Milad Jahandideh - Site Reliability Engineer

About

Site Reliability Engineer and Tech Lead with 7+ years of experience designing, operating, and scaling high-availability cloud infrastructure serving thousands of users. At ArvanCloud, I lead SRE initiatives across a large-scale IaaS platform built on OpenStack, Ceph, and Kubernetes — owning reliability, observability, and infrastructure automation across distributed systems.

I combine deep technical execution with engineering leadership: defining SLOs, driving incident culture, and guiding teams to build reliable systems at scale. My background spans private cloud infrastructure, container orchestration, network engineering, and full-cycle DevOps automation.

Experience

Site Reliability Engineer / Tech Lead

ArvanCloud.ir · Full-time

Nov 2020 – Present

ArvanCloud is a leading Iranian cloud provider delivering Infrastructure as a Service (IaaS) at scale, built on OpenStack, Ceph, and Kubernetes.

Lead the SRE chapter for ArvanCloud's IaaS platform, defining SLOs, owning incident response processes, and establishing reliability standards across core infrastructure services.
Architected and delivered a VPC project connecting three OpenStack clusters via VXLAN overlays and BGP EVPN routing using OVN and Open vSwitch, enabling secure and unified inter-cluster networking at scale; published an open-source OVN/OVS CLI cheatsheet on GitHub.
Designed and scaled the observability stack using Prometheus, Grafana, and custom alerting rules, significantly reducing MTTR and improving incident detection across distributed systems.
Deployed and operated multiple production Kubernetes clusters, managing dozens of microservices via Helm charts and GitOps workflows with ArgoCD.
Integrated Ceph RBD with OpenStack Cinder for persistent block storage and deployed Ceph CSI for Kubernetes persistent volume provisioning; published an open-source Ceph CLI cheatsheet on GitHub.
Implemented Load Balancer as a Service (LBaaS) using OpenStack Octavia, extending self-service networking capabilities for cloud tenants.
Built and maintained CI/CD pipelines with GitLab CI and standardized Infrastructure-as-Code practices with Ansible and Terraform, enabling consistent and automated deployments.
Participate in on-call rotations, lead incident response, and author post-mortems to drive systemic reliability improvements.
Maintain operational documentation including architecture diagrams, runbooks, and on-call playbooks to support team scaling and knowledge transfer.

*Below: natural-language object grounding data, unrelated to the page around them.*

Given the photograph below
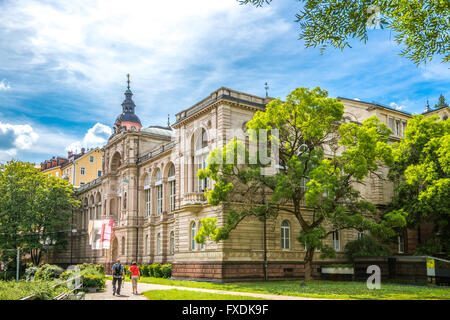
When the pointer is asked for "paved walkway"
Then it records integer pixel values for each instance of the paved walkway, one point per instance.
(126, 292)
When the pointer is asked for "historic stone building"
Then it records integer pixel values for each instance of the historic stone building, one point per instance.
(150, 188)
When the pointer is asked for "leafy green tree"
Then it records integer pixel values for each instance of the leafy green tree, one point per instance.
(35, 210)
(366, 246)
(321, 160)
(441, 103)
(421, 175)
(421, 27)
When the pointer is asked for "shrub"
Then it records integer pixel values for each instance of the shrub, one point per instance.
(93, 268)
(44, 290)
(47, 272)
(94, 281)
(367, 246)
(166, 270)
(155, 270)
(30, 272)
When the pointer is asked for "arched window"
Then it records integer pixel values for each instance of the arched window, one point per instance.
(158, 243)
(201, 152)
(123, 246)
(115, 162)
(285, 235)
(172, 242)
(336, 241)
(148, 195)
(171, 179)
(158, 185)
(193, 233)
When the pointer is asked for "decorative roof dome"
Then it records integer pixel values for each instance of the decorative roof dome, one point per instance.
(162, 131)
(128, 118)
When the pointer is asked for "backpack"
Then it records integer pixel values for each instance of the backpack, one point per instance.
(117, 269)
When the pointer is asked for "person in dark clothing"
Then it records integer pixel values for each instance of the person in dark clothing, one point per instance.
(118, 273)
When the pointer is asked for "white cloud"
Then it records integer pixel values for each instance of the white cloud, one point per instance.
(396, 106)
(91, 45)
(97, 136)
(19, 137)
(15, 138)
(4, 85)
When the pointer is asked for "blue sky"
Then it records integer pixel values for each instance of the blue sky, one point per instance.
(63, 65)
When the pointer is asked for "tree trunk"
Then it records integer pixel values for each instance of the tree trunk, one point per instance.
(265, 249)
(308, 264)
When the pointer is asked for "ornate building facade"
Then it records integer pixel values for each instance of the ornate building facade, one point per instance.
(150, 189)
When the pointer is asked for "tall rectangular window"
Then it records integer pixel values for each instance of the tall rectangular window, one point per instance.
(203, 183)
(336, 241)
(172, 195)
(147, 202)
(172, 242)
(391, 124)
(403, 128)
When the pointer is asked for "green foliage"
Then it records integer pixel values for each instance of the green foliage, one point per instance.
(126, 268)
(420, 27)
(91, 268)
(35, 210)
(322, 158)
(367, 246)
(94, 281)
(44, 290)
(156, 270)
(421, 175)
(166, 270)
(47, 272)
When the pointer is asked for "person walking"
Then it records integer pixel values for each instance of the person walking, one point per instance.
(135, 276)
(118, 273)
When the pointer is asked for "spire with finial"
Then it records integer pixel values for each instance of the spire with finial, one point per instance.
(128, 118)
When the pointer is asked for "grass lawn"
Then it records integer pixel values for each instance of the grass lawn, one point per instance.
(175, 294)
(320, 289)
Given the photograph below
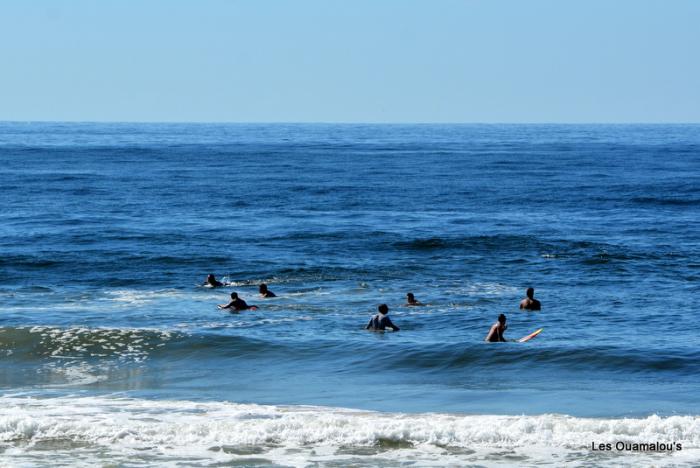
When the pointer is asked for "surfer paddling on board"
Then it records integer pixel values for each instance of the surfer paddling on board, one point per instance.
(497, 329)
(236, 304)
(264, 292)
(212, 282)
(530, 303)
(411, 300)
(381, 321)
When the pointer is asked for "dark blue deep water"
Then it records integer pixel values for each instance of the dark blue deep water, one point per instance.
(106, 230)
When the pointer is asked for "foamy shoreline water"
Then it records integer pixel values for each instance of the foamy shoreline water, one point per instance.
(127, 430)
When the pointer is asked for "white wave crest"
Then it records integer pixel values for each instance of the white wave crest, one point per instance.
(167, 431)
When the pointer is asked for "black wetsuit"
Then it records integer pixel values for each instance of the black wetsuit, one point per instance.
(380, 322)
(240, 304)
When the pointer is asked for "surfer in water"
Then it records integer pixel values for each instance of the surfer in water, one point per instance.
(530, 303)
(381, 321)
(264, 292)
(411, 300)
(212, 282)
(236, 304)
(497, 329)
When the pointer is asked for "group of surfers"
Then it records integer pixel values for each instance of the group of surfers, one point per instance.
(381, 321)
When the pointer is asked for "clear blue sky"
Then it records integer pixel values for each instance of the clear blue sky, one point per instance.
(350, 60)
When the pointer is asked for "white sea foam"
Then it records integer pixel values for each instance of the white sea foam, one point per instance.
(168, 431)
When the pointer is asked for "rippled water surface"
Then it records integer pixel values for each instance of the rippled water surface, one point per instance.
(108, 230)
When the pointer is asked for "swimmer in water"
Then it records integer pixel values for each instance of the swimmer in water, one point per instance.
(264, 292)
(212, 282)
(530, 303)
(236, 304)
(497, 329)
(381, 321)
(411, 300)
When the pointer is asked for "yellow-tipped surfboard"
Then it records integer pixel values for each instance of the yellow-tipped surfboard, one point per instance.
(530, 336)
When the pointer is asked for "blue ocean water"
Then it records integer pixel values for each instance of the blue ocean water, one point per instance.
(108, 230)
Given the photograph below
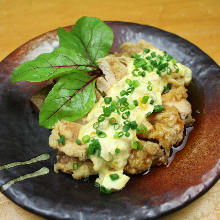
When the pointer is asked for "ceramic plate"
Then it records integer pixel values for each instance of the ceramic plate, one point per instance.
(193, 171)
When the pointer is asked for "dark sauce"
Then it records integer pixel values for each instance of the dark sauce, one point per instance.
(175, 149)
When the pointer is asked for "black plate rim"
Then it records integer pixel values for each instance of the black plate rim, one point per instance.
(173, 209)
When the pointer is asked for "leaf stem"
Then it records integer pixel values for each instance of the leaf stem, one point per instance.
(70, 97)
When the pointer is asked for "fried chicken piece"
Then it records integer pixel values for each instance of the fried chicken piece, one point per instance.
(141, 160)
(167, 128)
(78, 169)
(70, 131)
(177, 97)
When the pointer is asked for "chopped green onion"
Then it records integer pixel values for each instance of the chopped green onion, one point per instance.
(152, 102)
(137, 145)
(78, 141)
(127, 134)
(130, 90)
(123, 93)
(134, 73)
(123, 101)
(105, 190)
(127, 122)
(129, 82)
(158, 108)
(108, 110)
(86, 139)
(101, 134)
(118, 134)
(173, 61)
(116, 126)
(144, 99)
(126, 127)
(114, 176)
(101, 118)
(143, 74)
(149, 68)
(112, 121)
(136, 83)
(125, 115)
(96, 125)
(61, 140)
(142, 129)
(148, 114)
(159, 73)
(107, 100)
(94, 147)
(117, 150)
(169, 58)
(146, 50)
(134, 145)
(131, 106)
(75, 166)
(197, 112)
(135, 102)
(122, 109)
(149, 86)
(167, 88)
(134, 125)
(153, 54)
(97, 184)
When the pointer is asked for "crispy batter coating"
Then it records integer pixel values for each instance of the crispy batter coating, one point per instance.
(70, 131)
(141, 160)
(165, 128)
(129, 48)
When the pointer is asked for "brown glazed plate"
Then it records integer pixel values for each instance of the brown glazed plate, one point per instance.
(163, 190)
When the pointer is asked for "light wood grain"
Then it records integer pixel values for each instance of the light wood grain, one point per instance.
(196, 21)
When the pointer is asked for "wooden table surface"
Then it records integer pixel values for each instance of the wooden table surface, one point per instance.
(196, 21)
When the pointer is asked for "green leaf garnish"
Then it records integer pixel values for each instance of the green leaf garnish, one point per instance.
(71, 65)
(71, 98)
(60, 62)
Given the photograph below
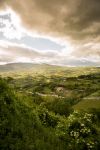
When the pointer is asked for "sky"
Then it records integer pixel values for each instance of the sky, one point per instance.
(56, 32)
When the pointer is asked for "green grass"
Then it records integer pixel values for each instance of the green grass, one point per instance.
(87, 104)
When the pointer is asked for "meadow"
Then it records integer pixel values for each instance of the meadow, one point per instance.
(50, 107)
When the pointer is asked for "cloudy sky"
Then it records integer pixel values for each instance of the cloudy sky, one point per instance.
(61, 32)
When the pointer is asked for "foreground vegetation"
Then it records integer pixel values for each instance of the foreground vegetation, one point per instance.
(54, 112)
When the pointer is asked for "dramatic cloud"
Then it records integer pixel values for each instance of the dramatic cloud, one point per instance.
(77, 22)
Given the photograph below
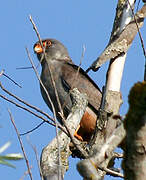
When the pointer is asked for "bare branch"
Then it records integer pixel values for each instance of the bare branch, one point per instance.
(21, 144)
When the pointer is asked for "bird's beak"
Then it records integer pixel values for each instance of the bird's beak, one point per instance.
(38, 49)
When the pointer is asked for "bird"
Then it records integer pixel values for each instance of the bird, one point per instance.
(66, 75)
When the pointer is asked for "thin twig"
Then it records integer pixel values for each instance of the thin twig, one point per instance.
(2, 73)
(27, 104)
(25, 174)
(21, 144)
(22, 134)
(37, 157)
(12, 80)
(40, 117)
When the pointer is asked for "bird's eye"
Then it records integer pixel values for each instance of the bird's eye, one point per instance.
(48, 43)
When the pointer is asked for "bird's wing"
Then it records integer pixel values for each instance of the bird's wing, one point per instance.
(75, 77)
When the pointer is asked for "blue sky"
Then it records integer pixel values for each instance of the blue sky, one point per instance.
(76, 23)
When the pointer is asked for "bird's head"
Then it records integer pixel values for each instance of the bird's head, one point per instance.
(54, 50)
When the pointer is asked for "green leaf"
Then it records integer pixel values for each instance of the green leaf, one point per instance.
(5, 146)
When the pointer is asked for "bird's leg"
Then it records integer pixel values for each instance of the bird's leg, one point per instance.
(77, 135)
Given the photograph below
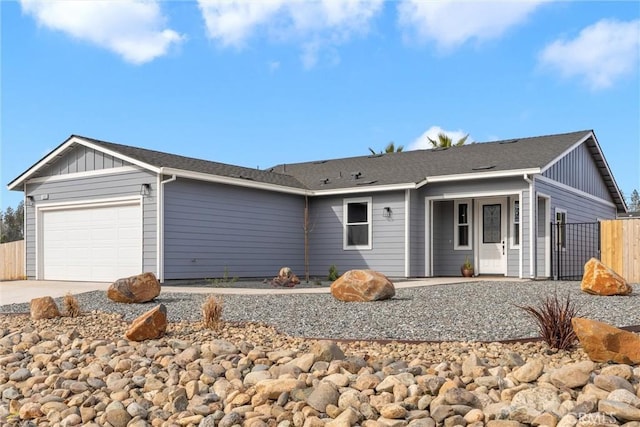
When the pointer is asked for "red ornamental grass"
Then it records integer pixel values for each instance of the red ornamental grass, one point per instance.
(212, 312)
(553, 318)
(71, 306)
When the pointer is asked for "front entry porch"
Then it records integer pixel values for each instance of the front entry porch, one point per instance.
(486, 230)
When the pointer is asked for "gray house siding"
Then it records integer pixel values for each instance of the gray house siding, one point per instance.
(82, 159)
(446, 260)
(93, 188)
(388, 236)
(541, 242)
(578, 207)
(213, 229)
(417, 235)
(513, 253)
(578, 170)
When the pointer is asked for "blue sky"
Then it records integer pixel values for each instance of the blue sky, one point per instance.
(258, 83)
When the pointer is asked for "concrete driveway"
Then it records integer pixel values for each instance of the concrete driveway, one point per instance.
(23, 291)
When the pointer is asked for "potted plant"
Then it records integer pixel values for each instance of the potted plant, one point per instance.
(467, 268)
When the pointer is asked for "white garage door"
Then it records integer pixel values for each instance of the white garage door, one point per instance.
(92, 244)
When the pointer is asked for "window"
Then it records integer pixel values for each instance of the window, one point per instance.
(462, 226)
(561, 230)
(357, 230)
(516, 223)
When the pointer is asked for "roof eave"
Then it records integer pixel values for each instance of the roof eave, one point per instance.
(616, 194)
(239, 182)
(73, 139)
(478, 175)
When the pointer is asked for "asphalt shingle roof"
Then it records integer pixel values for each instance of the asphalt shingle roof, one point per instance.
(409, 167)
(160, 159)
(415, 166)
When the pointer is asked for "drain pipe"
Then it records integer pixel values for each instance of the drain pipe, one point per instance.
(160, 226)
(532, 229)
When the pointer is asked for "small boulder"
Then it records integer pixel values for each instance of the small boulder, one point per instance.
(43, 308)
(151, 325)
(327, 351)
(285, 278)
(598, 279)
(605, 343)
(135, 289)
(362, 286)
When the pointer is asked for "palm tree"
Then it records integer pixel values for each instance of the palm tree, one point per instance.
(390, 148)
(445, 141)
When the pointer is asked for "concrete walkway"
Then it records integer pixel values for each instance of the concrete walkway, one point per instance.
(23, 291)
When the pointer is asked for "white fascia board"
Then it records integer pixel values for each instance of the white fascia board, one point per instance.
(238, 182)
(86, 174)
(73, 140)
(570, 189)
(363, 189)
(118, 155)
(480, 175)
(570, 149)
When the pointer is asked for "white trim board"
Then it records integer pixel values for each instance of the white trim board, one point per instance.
(80, 175)
(574, 190)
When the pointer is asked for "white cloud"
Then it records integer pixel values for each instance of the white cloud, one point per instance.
(134, 29)
(600, 54)
(422, 142)
(451, 23)
(317, 26)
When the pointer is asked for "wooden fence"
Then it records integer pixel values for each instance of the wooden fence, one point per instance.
(620, 246)
(12, 260)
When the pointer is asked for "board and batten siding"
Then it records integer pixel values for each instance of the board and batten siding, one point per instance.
(85, 189)
(580, 209)
(81, 159)
(212, 230)
(388, 236)
(578, 170)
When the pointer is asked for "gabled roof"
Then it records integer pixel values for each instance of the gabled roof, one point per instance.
(478, 160)
(511, 157)
(161, 162)
(409, 169)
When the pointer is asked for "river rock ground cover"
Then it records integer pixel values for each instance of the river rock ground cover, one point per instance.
(80, 371)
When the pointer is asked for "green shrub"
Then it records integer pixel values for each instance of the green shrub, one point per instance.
(212, 312)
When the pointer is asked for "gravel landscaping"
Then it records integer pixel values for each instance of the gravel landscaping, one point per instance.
(477, 311)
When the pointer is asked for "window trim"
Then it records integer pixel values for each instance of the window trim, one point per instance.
(345, 224)
(515, 234)
(457, 225)
(561, 243)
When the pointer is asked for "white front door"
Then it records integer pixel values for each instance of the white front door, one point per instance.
(492, 226)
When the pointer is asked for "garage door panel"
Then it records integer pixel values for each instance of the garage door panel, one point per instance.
(96, 244)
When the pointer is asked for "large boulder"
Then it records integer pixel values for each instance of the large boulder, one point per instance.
(151, 325)
(362, 286)
(135, 289)
(43, 308)
(605, 343)
(598, 279)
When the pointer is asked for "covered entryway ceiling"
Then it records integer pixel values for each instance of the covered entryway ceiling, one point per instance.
(100, 243)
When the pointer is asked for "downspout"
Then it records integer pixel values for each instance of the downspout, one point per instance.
(160, 227)
(532, 252)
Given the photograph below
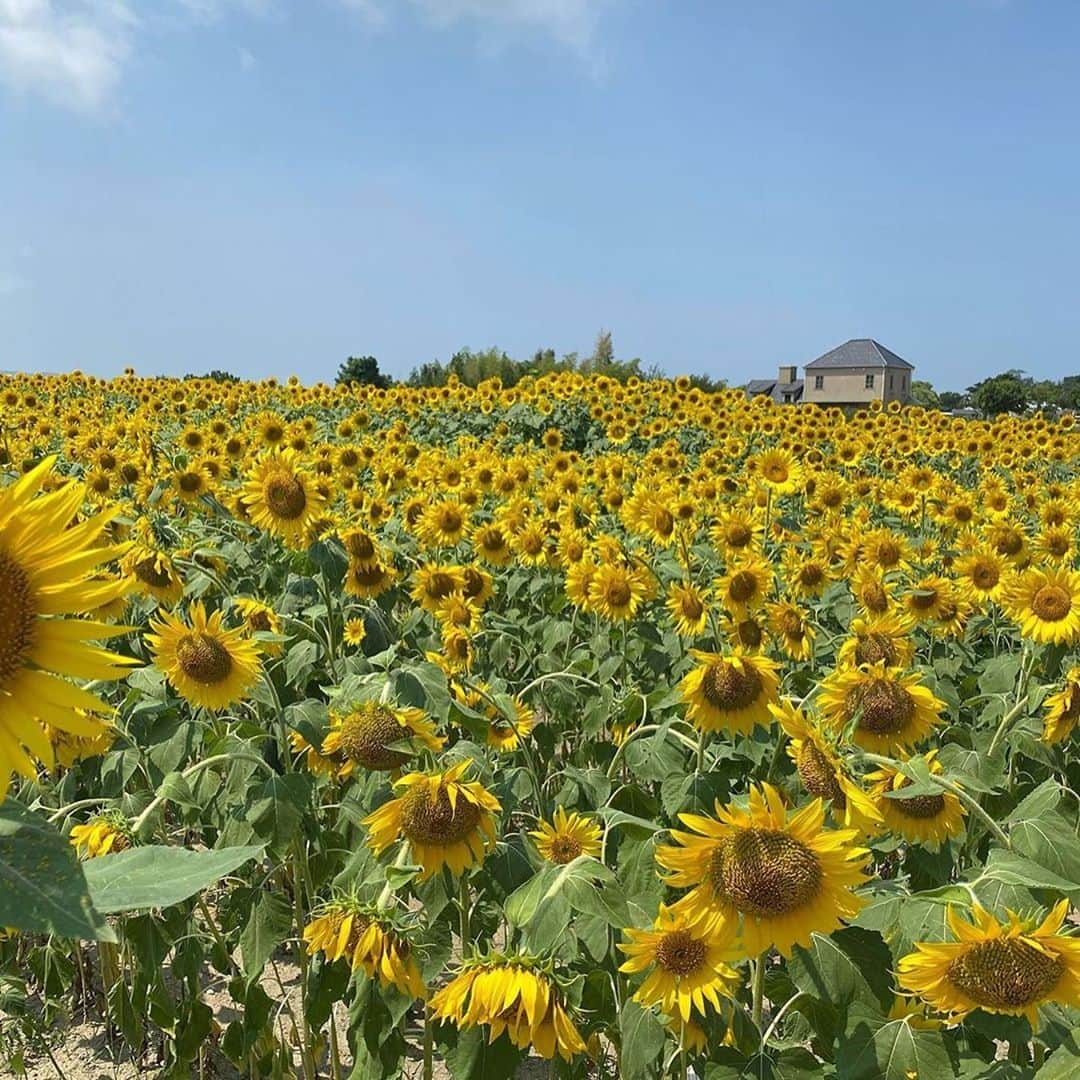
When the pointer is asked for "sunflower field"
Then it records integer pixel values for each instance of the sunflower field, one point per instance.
(579, 729)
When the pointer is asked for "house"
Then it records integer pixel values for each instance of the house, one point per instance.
(855, 373)
(785, 390)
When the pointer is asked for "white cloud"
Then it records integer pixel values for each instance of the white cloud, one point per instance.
(71, 51)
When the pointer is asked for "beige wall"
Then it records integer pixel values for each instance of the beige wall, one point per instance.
(848, 386)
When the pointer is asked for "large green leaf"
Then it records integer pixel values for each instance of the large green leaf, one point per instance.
(879, 1049)
(159, 876)
(849, 966)
(42, 885)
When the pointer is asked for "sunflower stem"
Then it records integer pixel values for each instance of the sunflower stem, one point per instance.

Linux System Administrator

Mahsan.co · Full-time

Dec 2018 – Nov 2020

Administered and maintained a large-scale Linux server environment, supporting deployments across hundreds of servers for a defense-sector organization.
Deployed VMware ESXi virtualization infrastructure, enabling isolated development and testing environments for engineering teams.
Eliminated manual toil by automating infrastructure operations with Ansible and Shell Scripting.
Containerized and migrated monolithic applications to LXC, improving resource efficiency and deployment repeatability.
Built a centralized logging platform using the ELK Stack to aggregate and analyze logs from thousands of servers, enabling proactive issue detection.
Configured Zabbix monitoring with alerting, enabling proactive capacity tracking and server health visibility.

Embedded Systems Developer

Adeeco · Full-time

Dec 2017 – Nov 2018

Developed firmware for industrial embedded systems using AVR and ARM microcontrollers.
Designed and built hardware-software integrated solutions for automation and control applications.